Given that British parents have no right to withdraw their children from music education, the MCB urges schools to set up procedures for the adjudication of parents’ complaints. In the field of art, the MCB advances another fundamentalist dictum: “In Islam the creation of three dimensional figurative imagery of humans is generally regarded as unacceptable because of the risk of idolatress [sic] practices and some pupils and parents may raise objections to this. The school should avoid encouraging Muslim pupils from producing three dimensional imagery of humans.”
The MCB skirts the hot-button issue of depiction of Muhammad, proposing only that students not be asked to draw pictures of the prophet. But it propagates another fundamentalist lie when it baldly asserts, “All Muslim children learn to read and recite the Qur’an in Arabic.” Students in fundamentalist madrassas in Pakistan, Saudi Arabia, and a few other countries do this. But this is certainly not the case either in the United Kingdom or in most Muslim lands.
The guidelines then devote a full chapter to Islamic standards in sex and relationship education. Schools are cautioned against asking students to shake hands with members of the opposite sex, and if teachers recognize symptoms of domestic conflict in families, they are enjoined to consult a Muslim member of the staff.

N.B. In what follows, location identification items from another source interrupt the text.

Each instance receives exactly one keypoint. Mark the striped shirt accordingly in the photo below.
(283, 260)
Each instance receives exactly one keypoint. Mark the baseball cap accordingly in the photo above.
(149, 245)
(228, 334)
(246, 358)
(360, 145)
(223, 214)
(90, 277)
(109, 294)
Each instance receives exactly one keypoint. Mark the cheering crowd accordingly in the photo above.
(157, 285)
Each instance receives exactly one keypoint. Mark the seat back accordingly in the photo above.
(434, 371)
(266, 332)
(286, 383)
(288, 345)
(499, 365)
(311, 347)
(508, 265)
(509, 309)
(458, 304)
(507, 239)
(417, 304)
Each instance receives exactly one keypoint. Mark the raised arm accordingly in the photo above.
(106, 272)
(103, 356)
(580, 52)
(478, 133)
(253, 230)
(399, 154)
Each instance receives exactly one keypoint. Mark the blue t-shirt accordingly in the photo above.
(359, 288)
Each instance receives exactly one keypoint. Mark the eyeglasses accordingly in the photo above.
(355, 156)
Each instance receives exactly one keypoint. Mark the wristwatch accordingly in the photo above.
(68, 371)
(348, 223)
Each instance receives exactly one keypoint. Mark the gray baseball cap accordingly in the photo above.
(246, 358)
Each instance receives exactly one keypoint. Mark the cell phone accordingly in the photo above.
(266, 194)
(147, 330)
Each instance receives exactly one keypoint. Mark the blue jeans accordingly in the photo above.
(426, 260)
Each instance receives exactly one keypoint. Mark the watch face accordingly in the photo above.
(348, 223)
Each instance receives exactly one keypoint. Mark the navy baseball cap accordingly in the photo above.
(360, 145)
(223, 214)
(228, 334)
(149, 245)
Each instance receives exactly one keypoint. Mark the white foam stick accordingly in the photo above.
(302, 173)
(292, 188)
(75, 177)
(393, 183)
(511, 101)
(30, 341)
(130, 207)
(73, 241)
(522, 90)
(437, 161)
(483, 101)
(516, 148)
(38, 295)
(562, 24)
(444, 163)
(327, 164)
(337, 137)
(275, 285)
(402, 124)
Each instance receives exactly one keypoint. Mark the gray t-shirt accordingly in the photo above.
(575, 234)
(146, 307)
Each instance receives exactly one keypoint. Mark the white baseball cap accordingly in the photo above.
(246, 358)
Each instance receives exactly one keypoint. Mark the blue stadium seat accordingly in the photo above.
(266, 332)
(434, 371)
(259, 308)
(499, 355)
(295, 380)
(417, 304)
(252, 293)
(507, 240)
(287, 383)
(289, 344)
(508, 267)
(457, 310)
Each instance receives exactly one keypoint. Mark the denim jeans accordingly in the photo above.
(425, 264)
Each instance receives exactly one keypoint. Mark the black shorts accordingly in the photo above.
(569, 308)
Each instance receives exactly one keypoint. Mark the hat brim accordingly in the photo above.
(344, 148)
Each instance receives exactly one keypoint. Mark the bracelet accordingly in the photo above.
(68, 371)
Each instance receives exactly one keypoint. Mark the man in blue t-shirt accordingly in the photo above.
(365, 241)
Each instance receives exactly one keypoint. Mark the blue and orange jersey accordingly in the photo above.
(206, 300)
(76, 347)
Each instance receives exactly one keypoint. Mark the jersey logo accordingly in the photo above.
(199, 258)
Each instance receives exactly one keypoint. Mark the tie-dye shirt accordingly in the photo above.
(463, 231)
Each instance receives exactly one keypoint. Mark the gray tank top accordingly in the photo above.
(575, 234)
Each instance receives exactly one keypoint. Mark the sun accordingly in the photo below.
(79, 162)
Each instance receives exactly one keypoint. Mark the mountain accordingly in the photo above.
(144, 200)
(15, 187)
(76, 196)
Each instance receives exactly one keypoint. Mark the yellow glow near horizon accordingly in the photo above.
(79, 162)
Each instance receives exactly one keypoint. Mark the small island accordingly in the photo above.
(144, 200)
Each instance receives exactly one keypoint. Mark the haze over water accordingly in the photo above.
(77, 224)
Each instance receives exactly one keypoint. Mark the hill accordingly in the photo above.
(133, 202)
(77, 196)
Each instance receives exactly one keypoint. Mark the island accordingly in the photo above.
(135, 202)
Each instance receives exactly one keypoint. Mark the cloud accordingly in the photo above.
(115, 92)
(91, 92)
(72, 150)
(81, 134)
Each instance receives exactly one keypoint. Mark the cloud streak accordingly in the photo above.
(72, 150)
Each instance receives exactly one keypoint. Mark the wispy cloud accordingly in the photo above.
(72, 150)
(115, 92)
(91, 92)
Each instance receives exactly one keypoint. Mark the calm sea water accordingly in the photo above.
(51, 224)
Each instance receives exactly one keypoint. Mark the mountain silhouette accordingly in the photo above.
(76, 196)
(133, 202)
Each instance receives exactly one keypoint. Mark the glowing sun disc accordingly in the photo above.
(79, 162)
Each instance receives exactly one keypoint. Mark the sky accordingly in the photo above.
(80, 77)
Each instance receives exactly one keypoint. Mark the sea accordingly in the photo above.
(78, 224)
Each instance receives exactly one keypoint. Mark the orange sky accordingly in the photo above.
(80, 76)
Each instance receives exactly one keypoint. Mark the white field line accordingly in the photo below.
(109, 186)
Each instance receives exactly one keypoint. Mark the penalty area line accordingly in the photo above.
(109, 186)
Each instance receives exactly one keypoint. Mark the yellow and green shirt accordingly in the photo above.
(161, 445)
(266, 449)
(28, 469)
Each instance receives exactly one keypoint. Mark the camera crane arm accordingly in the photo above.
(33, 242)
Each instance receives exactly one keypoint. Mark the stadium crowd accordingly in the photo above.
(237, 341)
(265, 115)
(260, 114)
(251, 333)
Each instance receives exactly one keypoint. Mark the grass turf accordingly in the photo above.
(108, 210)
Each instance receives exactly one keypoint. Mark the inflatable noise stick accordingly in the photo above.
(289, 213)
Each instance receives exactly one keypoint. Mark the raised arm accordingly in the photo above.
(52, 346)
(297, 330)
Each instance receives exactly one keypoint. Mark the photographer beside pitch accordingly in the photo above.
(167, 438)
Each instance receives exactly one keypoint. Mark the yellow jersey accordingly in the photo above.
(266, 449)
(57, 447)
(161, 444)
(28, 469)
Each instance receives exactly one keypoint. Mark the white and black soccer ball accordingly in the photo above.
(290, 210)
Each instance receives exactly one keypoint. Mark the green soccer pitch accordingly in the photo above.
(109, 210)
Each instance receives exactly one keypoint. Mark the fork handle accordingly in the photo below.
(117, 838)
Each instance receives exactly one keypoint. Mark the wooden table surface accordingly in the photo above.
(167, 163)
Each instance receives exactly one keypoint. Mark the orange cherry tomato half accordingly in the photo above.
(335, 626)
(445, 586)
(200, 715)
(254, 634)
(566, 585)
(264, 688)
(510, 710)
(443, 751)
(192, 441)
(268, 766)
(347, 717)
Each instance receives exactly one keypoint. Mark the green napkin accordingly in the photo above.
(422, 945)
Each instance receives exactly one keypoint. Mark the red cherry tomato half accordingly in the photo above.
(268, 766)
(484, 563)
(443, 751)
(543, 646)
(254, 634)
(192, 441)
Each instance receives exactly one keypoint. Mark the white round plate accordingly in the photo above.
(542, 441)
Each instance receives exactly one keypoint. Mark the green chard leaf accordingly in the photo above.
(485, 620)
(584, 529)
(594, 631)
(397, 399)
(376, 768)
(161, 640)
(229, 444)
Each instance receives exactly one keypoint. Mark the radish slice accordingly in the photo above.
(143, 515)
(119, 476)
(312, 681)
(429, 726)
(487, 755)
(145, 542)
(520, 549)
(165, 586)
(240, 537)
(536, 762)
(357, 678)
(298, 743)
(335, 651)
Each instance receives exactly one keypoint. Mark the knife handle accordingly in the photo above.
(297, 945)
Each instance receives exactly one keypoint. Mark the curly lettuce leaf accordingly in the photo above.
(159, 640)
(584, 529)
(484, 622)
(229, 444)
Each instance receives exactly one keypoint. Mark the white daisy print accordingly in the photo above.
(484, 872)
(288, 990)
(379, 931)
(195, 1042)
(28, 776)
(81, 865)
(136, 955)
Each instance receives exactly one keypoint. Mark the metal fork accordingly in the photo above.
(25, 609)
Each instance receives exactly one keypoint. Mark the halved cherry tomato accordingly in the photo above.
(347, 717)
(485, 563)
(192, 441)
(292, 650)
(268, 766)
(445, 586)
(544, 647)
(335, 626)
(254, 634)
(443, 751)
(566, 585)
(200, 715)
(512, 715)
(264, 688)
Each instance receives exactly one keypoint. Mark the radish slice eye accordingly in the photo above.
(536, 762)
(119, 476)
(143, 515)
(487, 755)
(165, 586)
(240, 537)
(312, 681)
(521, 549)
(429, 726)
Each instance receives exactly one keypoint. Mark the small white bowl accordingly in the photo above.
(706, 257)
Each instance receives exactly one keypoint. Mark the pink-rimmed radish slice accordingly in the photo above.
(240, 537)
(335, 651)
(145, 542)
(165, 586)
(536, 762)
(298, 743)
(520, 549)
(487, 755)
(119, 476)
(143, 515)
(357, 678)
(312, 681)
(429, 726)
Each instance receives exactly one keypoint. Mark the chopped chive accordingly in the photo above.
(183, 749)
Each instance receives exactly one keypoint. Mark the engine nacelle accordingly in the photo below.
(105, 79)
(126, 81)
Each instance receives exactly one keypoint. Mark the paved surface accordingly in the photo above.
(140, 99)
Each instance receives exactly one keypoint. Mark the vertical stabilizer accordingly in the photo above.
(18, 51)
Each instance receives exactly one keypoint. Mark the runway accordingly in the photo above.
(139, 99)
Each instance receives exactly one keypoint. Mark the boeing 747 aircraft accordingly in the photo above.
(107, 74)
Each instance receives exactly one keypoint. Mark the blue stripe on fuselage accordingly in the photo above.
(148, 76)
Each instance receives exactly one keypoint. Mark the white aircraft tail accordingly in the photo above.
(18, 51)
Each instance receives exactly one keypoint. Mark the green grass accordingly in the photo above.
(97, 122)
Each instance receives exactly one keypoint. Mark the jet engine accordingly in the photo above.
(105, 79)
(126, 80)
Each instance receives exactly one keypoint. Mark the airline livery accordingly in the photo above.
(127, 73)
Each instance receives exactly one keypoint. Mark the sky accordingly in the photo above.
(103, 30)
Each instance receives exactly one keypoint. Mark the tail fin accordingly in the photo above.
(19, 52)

The MCB pamphlet concludes with an offer of a research pack for teachers, priced at about $500. This includes a hijab and a prayer cap of a kind fundamentalist and other militant Muslims habitually wear (although such caps are standard Muslim headgear in Central Asia regardless of religious views). Finally, an appendix offers a list of recommended websites, including www.harun yahya.com, a Turkish Islamist enterprise that produces crude books attacking evolution, expressing prejudice against Jews and Freemasons, and propounding elaborate conspiracy theories that tie the mafia to the Kights Templar. Harun Yahya’s venomous literature, which is translated and printed in every language Muslims read, should not be promoted in Western schools.
The inclusion of materials by a disreputable Turkish Sunni fanatic in guidelines for British state schools is a clue that should not be missed: The ambitions expressed in this booklet are not limited to the United Kingdom. The Muslim Council of Britain’s vision for the etablishment of a little Saudi kingdom inside every state school amounts to a manifesto for the penetration of the West by a dangerous form of Islamic fundamentalism.
Irfan al-Alawi is director of the Islamic Heritage Research Foundation in London. Stephen Schwartz is a frequent contributor to THE WEEKLY STANDARD.